Fabrication begins with growing an array of vertically-aligned nanowires approximately a half-micron apart on gallium arsenide, sapphire or a flexible polymer substrate. A layer of zinc oxide is grown on top of substrate to collect the current. The researchers also fabricate silicon “zig-zag” electrodes, which contain thousands of nanometer-scale tips made conductive by a platinum coating. The electrode is then lowered on top of the nanowire array, leaving just enough space so that a significant number of the nanowires are free to flex within the gaps created by the tips. Moved by mechanical energy such as waves or vibration, the nanowires periodically contact the tips, transferring their electrical charges. By capturing the tiny amounts of current produced by hundreds of nanowires kept in motion, the generators produce a direct current output in the nano-Ampere range.

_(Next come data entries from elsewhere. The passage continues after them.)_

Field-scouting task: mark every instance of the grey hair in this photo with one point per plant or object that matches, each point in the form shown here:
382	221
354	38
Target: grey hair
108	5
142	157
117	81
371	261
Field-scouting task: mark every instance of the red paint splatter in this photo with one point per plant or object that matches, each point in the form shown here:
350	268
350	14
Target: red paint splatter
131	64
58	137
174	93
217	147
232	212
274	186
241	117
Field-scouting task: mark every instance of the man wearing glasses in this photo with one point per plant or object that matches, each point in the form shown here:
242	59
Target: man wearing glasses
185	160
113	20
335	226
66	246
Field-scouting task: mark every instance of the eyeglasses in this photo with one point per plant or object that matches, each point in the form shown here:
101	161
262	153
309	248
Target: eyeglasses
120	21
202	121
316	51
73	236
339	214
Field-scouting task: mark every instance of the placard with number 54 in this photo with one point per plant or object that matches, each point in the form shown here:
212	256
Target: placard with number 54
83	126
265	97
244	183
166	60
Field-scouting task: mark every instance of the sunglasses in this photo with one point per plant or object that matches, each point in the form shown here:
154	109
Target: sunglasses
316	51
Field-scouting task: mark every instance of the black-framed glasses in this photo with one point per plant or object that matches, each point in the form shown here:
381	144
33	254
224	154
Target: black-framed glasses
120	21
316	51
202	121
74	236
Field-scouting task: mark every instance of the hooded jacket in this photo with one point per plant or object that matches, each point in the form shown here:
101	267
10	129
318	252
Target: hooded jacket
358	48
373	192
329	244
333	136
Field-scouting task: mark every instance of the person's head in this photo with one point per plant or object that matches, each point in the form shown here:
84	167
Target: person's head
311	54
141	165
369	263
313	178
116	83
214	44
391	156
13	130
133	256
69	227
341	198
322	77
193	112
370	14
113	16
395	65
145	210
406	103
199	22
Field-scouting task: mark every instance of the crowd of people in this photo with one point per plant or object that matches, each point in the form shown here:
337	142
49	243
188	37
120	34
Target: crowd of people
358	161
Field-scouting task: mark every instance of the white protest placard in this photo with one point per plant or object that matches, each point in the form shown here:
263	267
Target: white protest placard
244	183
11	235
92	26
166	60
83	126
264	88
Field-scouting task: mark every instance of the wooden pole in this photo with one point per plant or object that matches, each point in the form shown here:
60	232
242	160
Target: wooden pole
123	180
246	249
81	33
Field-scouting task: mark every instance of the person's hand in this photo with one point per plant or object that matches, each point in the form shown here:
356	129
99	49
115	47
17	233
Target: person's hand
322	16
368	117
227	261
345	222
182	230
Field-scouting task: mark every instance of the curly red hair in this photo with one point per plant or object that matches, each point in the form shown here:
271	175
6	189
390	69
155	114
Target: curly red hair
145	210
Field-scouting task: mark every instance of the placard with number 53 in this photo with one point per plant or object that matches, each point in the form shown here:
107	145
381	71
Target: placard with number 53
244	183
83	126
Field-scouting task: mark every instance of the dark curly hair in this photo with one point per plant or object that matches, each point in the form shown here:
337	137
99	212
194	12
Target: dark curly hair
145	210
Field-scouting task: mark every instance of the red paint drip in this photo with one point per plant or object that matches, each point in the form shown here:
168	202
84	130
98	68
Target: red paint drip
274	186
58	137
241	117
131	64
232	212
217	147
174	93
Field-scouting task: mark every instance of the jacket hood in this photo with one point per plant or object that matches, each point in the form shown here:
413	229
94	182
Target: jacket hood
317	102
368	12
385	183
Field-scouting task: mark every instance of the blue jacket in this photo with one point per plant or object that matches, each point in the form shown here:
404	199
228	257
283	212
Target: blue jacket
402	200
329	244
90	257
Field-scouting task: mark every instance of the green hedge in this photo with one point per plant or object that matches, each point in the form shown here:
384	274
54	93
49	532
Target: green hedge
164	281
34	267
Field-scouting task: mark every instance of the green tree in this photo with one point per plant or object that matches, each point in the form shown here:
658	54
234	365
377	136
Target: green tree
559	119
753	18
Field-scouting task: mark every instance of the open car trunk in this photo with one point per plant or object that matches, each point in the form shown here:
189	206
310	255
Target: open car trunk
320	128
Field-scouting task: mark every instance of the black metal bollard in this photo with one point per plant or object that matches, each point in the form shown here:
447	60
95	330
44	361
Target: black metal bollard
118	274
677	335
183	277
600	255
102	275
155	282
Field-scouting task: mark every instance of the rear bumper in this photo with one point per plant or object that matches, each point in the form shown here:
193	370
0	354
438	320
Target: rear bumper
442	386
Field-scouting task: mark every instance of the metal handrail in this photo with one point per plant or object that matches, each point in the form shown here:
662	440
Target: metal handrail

Zhong Lin Wang, Regents’ Professor in the School of Materials Science and Engineering at the Georgia Institute of Technology and his nano research group members Xudong Wang, Jinhui Song and Jin Liu expect that with optimization, their nanogenerator could produce as much as 4 watts per cubic centimeter – based on a calculation for a single nanowire. That would be enough to power a broad range of nanometer-scale defense, environmental and biomedical applications, including biosensors implanted in the body, environmental monitors – and even nanoscale robots. Additional development will be needed to optimize current production. “We need to be able to better control the growth, density and uniformity of the wires,” Wang said. “We believe we can make as many as millions or even billions of nanowires produce current simultaneously. That will allow us to optimize operation of the nanogenerator.”